Supermasssive black holes - objects with masses of millions or billions of suns - are found at the nuclei of dramatic galaxies like quasars where they are responsible for some of the most spectacular phenomena in the cosmos. Their environments can, for example, generate narrow jets of particles that can travel across thousands of light-years of space at nearly the speed of light. These outflows, discovered at radio wavelengths, are thought to be powered by matter accreting onto a hot disk around the black hole. The physical processes that drive these jets and cause them to radiate are among the important outstanding problems of modern astrophysics.
One of the primary mechanisms thought to drive the outflows is matter accreting onto the vicinity of the black hole, during the course of which radiative and mechanical processes power the jets. But black holes can spin, and a single supermassive black hole can store as much energy as our Milky Way galaxy has radiated over its lifetime, or even more. CfA astronomers Brian McNamara, Paul Nulsen, and a colleague compare examine this vast energy source to see whether it might also be able to power such jets.

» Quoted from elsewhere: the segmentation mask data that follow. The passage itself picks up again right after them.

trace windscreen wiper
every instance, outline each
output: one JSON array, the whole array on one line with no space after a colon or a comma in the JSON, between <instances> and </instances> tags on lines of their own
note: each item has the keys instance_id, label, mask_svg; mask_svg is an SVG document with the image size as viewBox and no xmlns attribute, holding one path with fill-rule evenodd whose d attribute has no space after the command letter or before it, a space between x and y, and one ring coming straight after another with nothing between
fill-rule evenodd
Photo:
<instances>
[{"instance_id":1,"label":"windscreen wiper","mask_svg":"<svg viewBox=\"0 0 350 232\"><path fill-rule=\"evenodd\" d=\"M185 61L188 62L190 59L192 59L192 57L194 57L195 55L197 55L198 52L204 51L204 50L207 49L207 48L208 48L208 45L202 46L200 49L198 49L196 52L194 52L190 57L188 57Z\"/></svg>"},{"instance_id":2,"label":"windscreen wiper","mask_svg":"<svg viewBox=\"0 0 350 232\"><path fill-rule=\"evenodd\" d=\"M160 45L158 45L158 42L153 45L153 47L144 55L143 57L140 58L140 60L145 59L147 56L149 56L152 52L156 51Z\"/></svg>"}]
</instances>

The scientists examined clusters of bright galaxies with active black holes in them. They considered the amounts of molecular gas available in these clusters for accretion onto the nuclear black holes, and compared the results to their model of spin-powered jets. They conclude that a spin-based scenario is consistent with the observations, although not necessarily better than accretion model. Although further clarification of the role each plays probably needs to wait until additional data can be obtained from new radio facilities, the new results show that spin is indeed an option that astronomers need to consider.